From 80dc7e7a9c9565c51e31020139848fe560a10a50 Mon Sep 17 00:00:00 2001
From: Nitin Jain <jainnitin@meta.com>
Date: Thu, 28 Aug 2025 21:20:07 -0700
Subject: [PATCH 1/4] Add 16A8W support and test for add operation

Add 16A8W quantization support and test for the add operation in ExecutorTorch ARM backend.

This follows the pattern established for linear operations, extending int16 support to add operations.

Changes:
- Add INT16 dtype validation support in op_add.py
- Add test_add_tensor_16a8w_tosa_INT test function
- Enable test_add.py in test targets configuration

The 16A8W configuration uses 16-bit activations with 8-bit weights, enabling higher precision for activations while maintaining weight efficiency.

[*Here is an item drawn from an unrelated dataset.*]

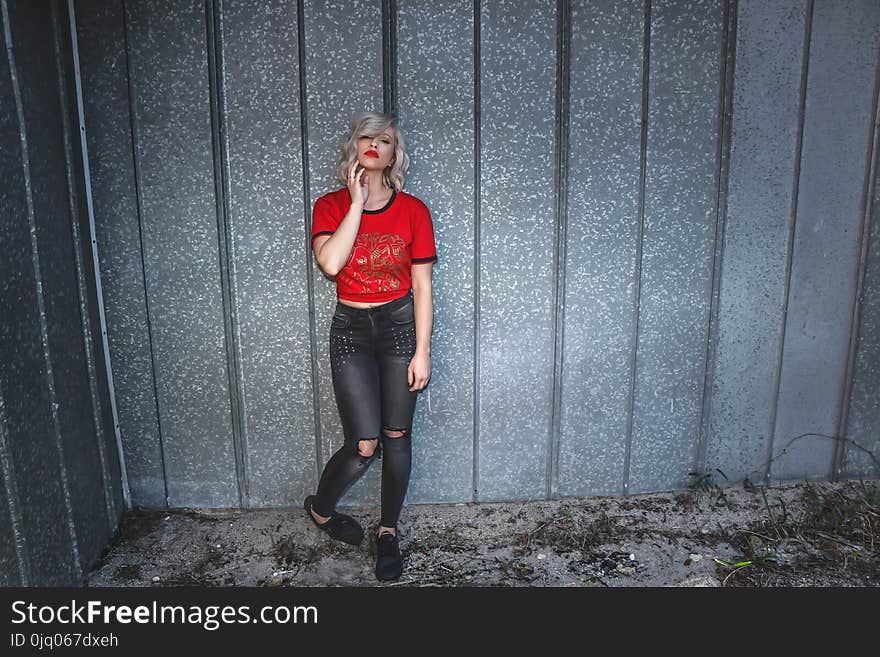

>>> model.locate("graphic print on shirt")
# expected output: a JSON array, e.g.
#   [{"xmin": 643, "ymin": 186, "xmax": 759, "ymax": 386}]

Differential Revision: [D80510463](https://our.internmc.facebook.com/intern/diff/D80510463/)

[ghstack-poisoned]
---
 backends/arm/operators/op_add.py  |   6 +-
 backends/arm/test/ops/test_add.py | 108 ++++++++++++++++++++++++++++++
 backends/arm/test/targets.bzl     |   1 +
 3 files changed, 114 insertions(+), 1 deletion(-)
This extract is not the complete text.